Miałem Bardzo dobre tylko dlatego, że Coin mnie lubiła ( no... oceny też nie są aż tak złe... ), nie było co psuć sobie tego.
Aliessa usiadła obok mnie. Zerknąłem skrycie na nić. Niska, dość blada dziewczyna. O ile dobrze widzę, ma rude włosy. Biały strój w ogóle nie pasuje do bladej cery i gęstych lokowanych, rudych włosów. Jednak nie wtrąciłem ani słowa na ten temat.
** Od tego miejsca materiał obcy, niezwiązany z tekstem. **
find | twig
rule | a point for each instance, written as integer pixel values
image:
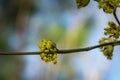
(114, 14)
(62, 51)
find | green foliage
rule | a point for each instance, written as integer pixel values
(81, 3)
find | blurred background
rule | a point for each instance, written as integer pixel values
(23, 23)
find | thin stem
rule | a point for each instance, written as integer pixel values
(62, 51)
(114, 14)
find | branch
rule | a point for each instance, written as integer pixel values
(63, 51)
(114, 14)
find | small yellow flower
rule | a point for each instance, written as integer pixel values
(48, 51)
(107, 50)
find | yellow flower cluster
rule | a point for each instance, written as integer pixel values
(81, 3)
(112, 30)
(113, 33)
(108, 6)
(107, 50)
(48, 51)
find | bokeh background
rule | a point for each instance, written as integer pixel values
(23, 23)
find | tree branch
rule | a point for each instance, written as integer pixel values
(63, 51)
(114, 14)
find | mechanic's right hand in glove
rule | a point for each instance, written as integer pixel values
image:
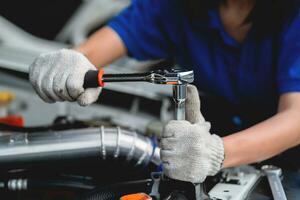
(189, 152)
(59, 76)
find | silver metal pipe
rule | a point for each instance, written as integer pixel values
(105, 143)
(179, 96)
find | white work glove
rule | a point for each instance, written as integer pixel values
(188, 151)
(59, 76)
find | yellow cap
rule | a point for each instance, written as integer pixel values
(6, 97)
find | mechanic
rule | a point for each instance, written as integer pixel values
(245, 51)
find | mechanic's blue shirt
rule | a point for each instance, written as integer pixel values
(251, 72)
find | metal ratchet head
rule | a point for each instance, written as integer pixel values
(173, 77)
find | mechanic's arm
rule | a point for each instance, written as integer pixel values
(59, 75)
(267, 138)
(103, 47)
(189, 151)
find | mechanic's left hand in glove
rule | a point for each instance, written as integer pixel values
(189, 152)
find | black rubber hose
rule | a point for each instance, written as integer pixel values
(116, 191)
(103, 195)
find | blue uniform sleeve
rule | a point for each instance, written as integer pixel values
(141, 29)
(288, 74)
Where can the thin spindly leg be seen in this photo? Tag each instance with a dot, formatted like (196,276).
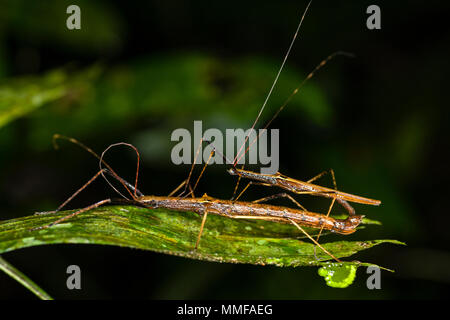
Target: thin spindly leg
(205,214)
(248,185)
(177,188)
(281,195)
(237,185)
(73,195)
(201,174)
(344,203)
(314,241)
(192,168)
(93,206)
(296,225)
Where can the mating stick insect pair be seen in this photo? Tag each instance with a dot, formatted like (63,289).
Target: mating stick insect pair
(234,208)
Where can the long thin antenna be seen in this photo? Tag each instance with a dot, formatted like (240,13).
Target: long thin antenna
(274,82)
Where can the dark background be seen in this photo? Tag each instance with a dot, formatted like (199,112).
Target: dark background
(137,70)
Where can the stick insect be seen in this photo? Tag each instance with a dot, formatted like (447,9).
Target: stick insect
(285,182)
(205,205)
(228,208)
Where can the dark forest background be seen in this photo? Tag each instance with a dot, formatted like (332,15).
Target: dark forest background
(137,70)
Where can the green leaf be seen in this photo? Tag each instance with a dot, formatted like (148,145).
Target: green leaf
(23,279)
(338,275)
(170,232)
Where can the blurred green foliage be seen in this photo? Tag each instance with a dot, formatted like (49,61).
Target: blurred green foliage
(138,70)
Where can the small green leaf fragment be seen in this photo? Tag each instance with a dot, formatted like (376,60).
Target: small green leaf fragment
(338,275)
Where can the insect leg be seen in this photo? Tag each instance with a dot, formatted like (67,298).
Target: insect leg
(280,195)
(205,214)
(93,206)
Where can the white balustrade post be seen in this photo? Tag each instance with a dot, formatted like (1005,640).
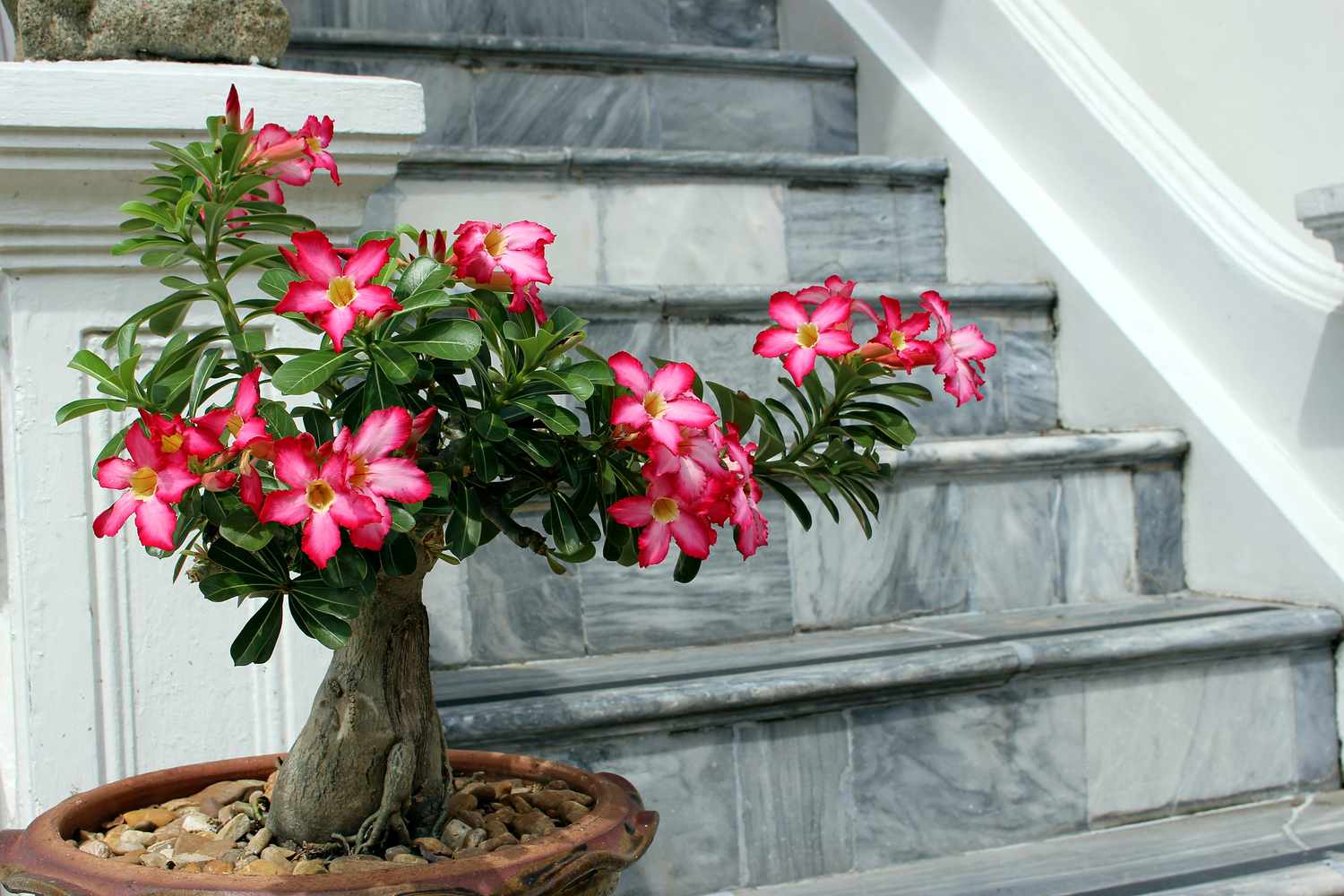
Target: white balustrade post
(113,669)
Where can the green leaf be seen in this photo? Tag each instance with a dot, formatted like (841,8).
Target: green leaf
(556,418)
(228,586)
(245,530)
(328,630)
(306,373)
(395,362)
(398,555)
(790,497)
(80,408)
(257,640)
(687,568)
(456,340)
(277,418)
(204,370)
(276,281)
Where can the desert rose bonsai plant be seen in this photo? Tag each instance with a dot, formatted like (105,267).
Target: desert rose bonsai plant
(435,403)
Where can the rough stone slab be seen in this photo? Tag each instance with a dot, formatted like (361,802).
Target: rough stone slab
(605,54)
(564,163)
(909,665)
(1155,857)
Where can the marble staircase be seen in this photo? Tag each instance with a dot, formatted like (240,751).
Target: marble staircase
(1012,662)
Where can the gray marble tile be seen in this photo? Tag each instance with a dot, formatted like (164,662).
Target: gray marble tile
(916,562)
(968,771)
(1159,513)
(728,23)
(797,805)
(734,113)
(642,21)
(1097,536)
(519,608)
(1031,390)
(538,19)
(628,608)
(921,234)
(688,780)
(1011,544)
(1188,737)
(849,230)
(835,117)
(1314,705)
(537,109)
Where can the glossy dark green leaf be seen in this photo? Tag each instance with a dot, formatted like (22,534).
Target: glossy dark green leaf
(257,640)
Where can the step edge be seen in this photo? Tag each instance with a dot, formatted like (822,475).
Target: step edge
(559,163)
(937,669)
(581,53)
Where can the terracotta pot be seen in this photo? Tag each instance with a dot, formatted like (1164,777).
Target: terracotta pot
(583,858)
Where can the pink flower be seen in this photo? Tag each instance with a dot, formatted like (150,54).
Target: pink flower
(664,514)
(800,338)
(239,419)
(320,497)
(419,427)
(519,249)
(336,293)
(376,476)
(174,435)
(957,352)
(660,406)
(317,136)
(281,155)
(895,343)
(233,113)
(695,462)
(153,482)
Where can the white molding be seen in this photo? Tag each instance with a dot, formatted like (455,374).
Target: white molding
(1277,469)
(1241,226)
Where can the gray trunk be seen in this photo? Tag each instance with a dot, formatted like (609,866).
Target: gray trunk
(370,759)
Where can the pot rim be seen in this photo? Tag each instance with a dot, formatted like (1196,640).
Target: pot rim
(612,836)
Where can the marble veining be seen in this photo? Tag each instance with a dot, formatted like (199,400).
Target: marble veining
(968,771)
(797,801)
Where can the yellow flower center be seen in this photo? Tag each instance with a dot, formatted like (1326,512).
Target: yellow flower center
(666,511)
(340,292)
(495,242)
(358,473)
(142,482)
(655,405)
(320,495)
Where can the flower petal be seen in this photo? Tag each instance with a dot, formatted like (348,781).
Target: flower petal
(776,341)
(110,520)
(382,433)
(787,311)
(398,478)
(322,538)
(115,473)
(155,524)
(367,261)
(287,508)
(629,373)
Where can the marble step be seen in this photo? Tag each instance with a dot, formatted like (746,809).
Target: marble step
(714,327)
(1274,847)
(978,524)
(846,751)
(483,90)
(718,23)
(691,217)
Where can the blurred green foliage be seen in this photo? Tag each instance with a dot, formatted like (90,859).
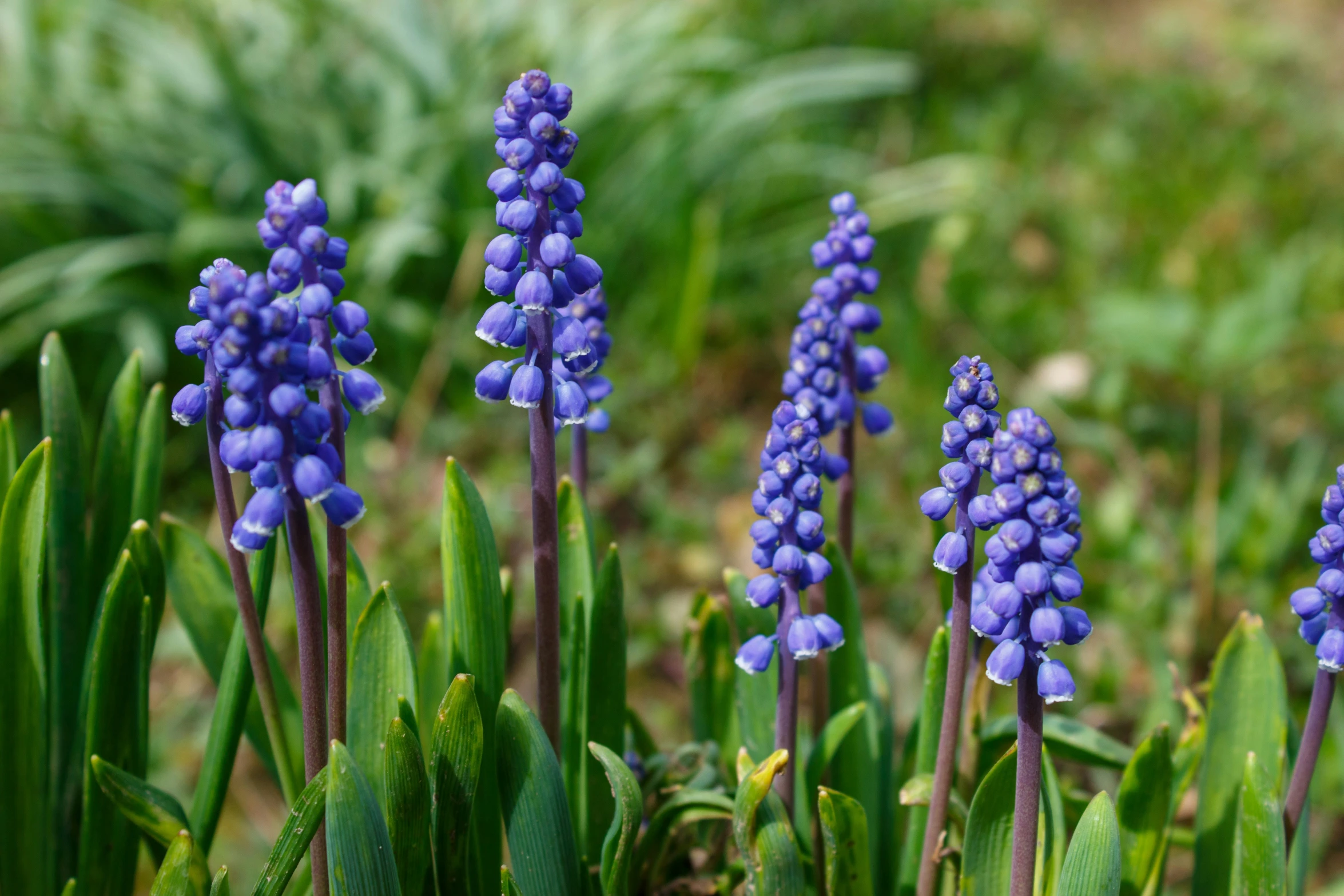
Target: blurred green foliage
(1134,212)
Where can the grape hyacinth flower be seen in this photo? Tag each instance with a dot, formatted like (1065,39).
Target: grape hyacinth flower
(1322,610)
(967,444)
(788,537)
(538,274)
(828,371)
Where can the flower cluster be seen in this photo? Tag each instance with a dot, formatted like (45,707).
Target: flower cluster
(1030,571)
(826,367)
(538,205)
(1320,606)
(268,335)
(788,537)
(972,399)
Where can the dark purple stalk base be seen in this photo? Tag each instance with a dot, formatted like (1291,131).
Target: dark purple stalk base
(945,764)
(1323,695)
(1027,808)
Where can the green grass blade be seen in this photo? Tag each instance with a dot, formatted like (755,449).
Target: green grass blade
(1247,712)
(70,597)
(358,848)
(106,843)
(754,696)
(382,667)
(455,774)
(114,469)
(432,666)
(987,852)
(148,467)
(25,785)
(1066,736)
(408,806)
(305,817)
(844,839)
(1093,866)
(536,816)
(927,755)
(605,698)
(230,712)
(1142,809)
(476,641)
(1260,862)
(619,845)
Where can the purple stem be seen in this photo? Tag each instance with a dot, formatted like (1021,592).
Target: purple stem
(546,531)
(945,763)
(242,582)
(1323,694)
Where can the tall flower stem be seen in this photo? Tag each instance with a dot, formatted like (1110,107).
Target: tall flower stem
(1323,694)
(945,764)
(242,583)
(578,459)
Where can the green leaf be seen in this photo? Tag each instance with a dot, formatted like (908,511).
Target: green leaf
(174,878)
(382,667)
(844,837)
(764,832)
(619,845)
(987,851)
(605,707)
(114,471)
(536,816)
(455,774)
(927,755)
(478,644)
(148,467)
(408,806)
(754,696)
(106,841)
(305,817)
(1143,810)
(1093,864)
(23,680)
(432,666)
(70,598)
(230,712)
(1066,736)
(1247,712)
(1260,863)
(359,852)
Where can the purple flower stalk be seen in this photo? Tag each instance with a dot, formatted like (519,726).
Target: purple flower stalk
(538,274)
(1322,612)
(269,337)
(788,536)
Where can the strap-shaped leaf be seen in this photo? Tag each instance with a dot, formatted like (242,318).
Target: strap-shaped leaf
(455,771)
(71,594)
(1260,863)
(927,754)
(1093,866)
(1247,712)
(619,845)
(114,469)
(478,643)
(147,480)
(106,841)
(305,817)
(764,831)
(359,852)
(536,816)
(26,867)
(408,805)
(382,667)
(1143,810)
(844,840)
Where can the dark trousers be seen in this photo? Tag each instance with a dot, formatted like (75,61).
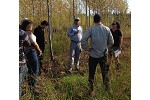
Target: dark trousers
(104,69)
(41,59)
(33,67)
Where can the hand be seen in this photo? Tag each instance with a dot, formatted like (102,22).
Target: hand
(40,53)
(86,56)
(76,32)
(45,42)
(120,48)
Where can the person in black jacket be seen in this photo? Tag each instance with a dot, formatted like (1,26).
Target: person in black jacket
(39,33)
(118,37)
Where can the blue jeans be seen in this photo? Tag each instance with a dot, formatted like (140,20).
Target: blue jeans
(75,50)
(33,66)
(22,72)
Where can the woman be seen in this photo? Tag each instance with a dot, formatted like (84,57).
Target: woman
(117,35)
(31,53)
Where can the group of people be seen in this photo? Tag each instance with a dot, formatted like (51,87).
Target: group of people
(103,42)
(31,50)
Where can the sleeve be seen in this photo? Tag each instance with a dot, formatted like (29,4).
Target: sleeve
(120,33)
(84,41)
(32,38)
(36,32)
(26,37)
(110,40)
(70,32)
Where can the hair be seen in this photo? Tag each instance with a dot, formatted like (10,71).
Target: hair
(25,24)
(44,23)
(97,18)
(117,23)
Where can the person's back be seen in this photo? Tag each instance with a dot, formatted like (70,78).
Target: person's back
(99,35)
(100,38)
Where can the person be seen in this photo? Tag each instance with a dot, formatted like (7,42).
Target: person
(100,38)
(39,33)
(75,34)
(23,41)
(31,55)
(118,37)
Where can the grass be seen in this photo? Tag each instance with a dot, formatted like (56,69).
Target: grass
(55,84)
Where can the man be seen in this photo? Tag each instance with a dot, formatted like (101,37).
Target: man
(100,38)
(40,39)
(75,34)
(23,41)
(118,37)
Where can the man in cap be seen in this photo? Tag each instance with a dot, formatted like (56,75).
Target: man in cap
(75,34)
(23,42)
(100,38)
(39,33)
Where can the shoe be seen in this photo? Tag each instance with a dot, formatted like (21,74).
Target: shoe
(118,66)
(92,93)
(76,69)
(70,69)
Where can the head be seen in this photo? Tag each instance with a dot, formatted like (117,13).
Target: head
(97,18)
(27,25)
(44,24)
(23,19)
(77,21)
(115,25)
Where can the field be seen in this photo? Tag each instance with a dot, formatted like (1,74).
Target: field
(56,84)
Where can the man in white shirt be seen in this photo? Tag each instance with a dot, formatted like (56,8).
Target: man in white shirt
(75,34)
(100,38)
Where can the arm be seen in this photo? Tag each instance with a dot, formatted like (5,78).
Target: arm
(37,47)
(33,40)
(110,40)
(70,32)
(120,40)
(84,41)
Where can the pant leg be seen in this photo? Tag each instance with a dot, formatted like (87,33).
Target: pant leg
(22,72)
(77,56)
(71,54)
(92,68)
(33,67)
(41,59)
(104,69)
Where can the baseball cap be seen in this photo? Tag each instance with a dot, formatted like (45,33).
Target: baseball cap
(77,19)
(23,19)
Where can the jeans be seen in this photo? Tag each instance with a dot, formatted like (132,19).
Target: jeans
(33,66)
(75,50)
(22,72)
(92,68)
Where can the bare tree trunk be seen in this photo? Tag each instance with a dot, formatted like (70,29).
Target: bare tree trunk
(86,21)
(89,16)
(49,31)
(33,10)
(73,10)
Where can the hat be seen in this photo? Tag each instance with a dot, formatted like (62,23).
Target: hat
(23,19)
(77,19)
(97,18)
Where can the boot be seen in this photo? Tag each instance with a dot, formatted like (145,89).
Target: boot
(118,66)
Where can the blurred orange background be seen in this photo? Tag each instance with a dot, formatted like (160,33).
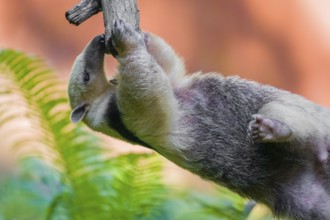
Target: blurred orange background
(282,43)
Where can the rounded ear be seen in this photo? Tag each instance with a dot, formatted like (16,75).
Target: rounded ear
(78,113)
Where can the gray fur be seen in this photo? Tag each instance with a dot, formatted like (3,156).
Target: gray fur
(261,142)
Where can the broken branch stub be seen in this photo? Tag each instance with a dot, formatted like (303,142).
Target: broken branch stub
(126,10)
(82,11)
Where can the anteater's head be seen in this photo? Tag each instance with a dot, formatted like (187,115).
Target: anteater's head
(87,81)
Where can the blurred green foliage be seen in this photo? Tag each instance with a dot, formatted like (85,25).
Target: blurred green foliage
(65,173)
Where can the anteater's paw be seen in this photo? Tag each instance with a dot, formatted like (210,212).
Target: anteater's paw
(264,129)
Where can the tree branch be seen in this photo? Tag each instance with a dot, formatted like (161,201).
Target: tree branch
(126,10)
(83,10)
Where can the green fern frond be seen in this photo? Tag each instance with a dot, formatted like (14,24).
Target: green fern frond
(34,116)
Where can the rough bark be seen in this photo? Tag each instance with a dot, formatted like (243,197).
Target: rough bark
(126,10)
(83,10)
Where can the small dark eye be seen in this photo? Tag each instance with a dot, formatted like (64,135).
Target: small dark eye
(86,77)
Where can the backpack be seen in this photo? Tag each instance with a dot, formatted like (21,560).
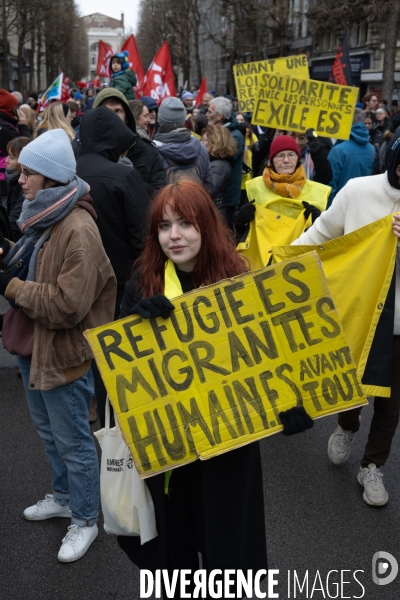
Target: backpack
(177,172)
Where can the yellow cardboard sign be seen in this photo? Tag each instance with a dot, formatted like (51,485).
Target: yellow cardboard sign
(298,104)
(217,373)
(248,76)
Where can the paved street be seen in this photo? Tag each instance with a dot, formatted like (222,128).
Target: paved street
(315,517)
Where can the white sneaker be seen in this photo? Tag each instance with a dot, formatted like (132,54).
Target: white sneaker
(339,445)
(46,509)
(374,491)
(77,542)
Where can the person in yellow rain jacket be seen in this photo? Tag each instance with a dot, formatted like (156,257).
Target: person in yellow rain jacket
(284,189)
(249,140)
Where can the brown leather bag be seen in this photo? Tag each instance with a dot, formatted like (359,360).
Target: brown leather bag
(17,332)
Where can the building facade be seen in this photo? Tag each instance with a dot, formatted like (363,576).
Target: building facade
(292,36)
(101,27)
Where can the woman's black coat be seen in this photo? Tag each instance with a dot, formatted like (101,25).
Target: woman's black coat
(215,506)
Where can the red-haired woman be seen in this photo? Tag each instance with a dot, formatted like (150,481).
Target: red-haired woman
(215,506)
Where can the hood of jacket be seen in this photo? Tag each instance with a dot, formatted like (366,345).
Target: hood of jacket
(178,146)
(149,102)
(103,132)
(392,162)
(11,120)
(109,93)
(359,134)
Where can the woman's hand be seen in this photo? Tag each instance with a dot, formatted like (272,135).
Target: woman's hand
(295,420)
(311,210)
(245,214)
(396,225)
(156,306)
(4,245)
(5,279)
(22,118)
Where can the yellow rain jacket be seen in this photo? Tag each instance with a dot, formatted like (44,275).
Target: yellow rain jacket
(278,221)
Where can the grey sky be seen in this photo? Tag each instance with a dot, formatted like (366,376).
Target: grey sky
(128,7)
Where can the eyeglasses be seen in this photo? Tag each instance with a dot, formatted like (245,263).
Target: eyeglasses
(28,174)
(282,155)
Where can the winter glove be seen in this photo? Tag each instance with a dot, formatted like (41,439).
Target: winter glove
(311,134)
(5,279)
(4,244)
(245,214)
(156,306)
(295,420)
(311,210)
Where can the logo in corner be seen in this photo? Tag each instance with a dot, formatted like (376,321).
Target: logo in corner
(384,564)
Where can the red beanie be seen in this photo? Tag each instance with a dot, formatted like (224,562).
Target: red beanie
(7,103)
(281,143)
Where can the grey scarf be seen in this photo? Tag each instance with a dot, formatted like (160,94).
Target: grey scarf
(48,207)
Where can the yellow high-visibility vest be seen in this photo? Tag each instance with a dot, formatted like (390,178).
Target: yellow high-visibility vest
(313,192)
(278,221)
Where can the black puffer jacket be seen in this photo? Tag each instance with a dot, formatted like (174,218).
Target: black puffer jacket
(142,153)
(9,129)
(221,171)
(15,199)
(119,194)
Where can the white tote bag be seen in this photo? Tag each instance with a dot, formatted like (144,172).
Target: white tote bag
(126,502)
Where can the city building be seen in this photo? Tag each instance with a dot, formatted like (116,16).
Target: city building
(101,27)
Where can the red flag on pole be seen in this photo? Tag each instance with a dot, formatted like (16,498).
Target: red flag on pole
(202,91)
(341,70)
(65,89)
(159,81)
(134,59)
(103,59)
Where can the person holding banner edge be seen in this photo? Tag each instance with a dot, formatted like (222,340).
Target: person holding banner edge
(214,506)
(360,202)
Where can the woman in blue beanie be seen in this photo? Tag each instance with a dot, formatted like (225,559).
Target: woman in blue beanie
(67,286)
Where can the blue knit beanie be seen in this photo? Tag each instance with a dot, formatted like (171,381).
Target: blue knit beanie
(172,111)
(51,155)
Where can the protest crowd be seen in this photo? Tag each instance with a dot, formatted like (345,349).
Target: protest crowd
(113,204)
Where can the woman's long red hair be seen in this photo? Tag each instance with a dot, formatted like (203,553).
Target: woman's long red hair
(217,259)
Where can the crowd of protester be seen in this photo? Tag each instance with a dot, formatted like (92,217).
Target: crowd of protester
(84,187)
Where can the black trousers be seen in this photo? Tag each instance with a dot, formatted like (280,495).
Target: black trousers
(385,418)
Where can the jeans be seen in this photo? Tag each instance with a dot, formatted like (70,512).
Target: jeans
(61,418)
(385,418)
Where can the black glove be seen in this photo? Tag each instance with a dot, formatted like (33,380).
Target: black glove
(295,420)
(156,306)
(4,244)
(311,134)
(311,210)
(245,214)
(5,279)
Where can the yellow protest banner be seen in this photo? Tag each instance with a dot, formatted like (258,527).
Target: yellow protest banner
(359,268)
(248,76)
(298,104)
(217,373)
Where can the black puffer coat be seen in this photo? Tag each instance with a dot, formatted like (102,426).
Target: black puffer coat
(15,199)
(221,169)
(119,194)
(142,153)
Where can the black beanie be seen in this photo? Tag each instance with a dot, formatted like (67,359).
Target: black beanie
(65,109)
(392,160)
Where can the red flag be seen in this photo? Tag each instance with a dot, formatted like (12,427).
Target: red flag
(65,89)
(202,91)
(134,59)
(159,81)
(341,70)
(103,59)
W końcu to nie moja sprawa... każdy ma swój styl.
Spojrzała na mnie po czym szybko odwróciła wzrok, ale udało mi się dokładnie jej przyjrzeć. Jasno niebieskie oczy, drobny nos. Cera niemal nieskazitelna. Twarz miała proporcjonalną, idealnie kontrastująca do siebie. Gdyby nie ubiór, była by piękna ( choć i tak jest wspaniałej urody. ). Pierwszy raz widzę niebieskooką dziewczyną o rudych włosach.
Zaintrygowała mnie. Z niewiadomych powodów, chciałem się czegoś o niej dowiedzieć, może poznać ją?
Zdziwił mnie fakt, że nie widziałem jej formularza w stercie papierów, które wczoraj dostałem, zazwyczaj dostaję takie rzeczy z wyprzedzeniem co najmniej tygodniowym...
Wpatrywała się w plan wycieczki, który bazgrała Coin. Wyjeżdżaliśmy za tydzień ( czyli już w przyszłym miesiącu... ) na tydzień... Coin starała się znaleźć coś z dala od Austech... znalazła jedynie mały ośrodek osadzony na granicy Austech a Wofkloy.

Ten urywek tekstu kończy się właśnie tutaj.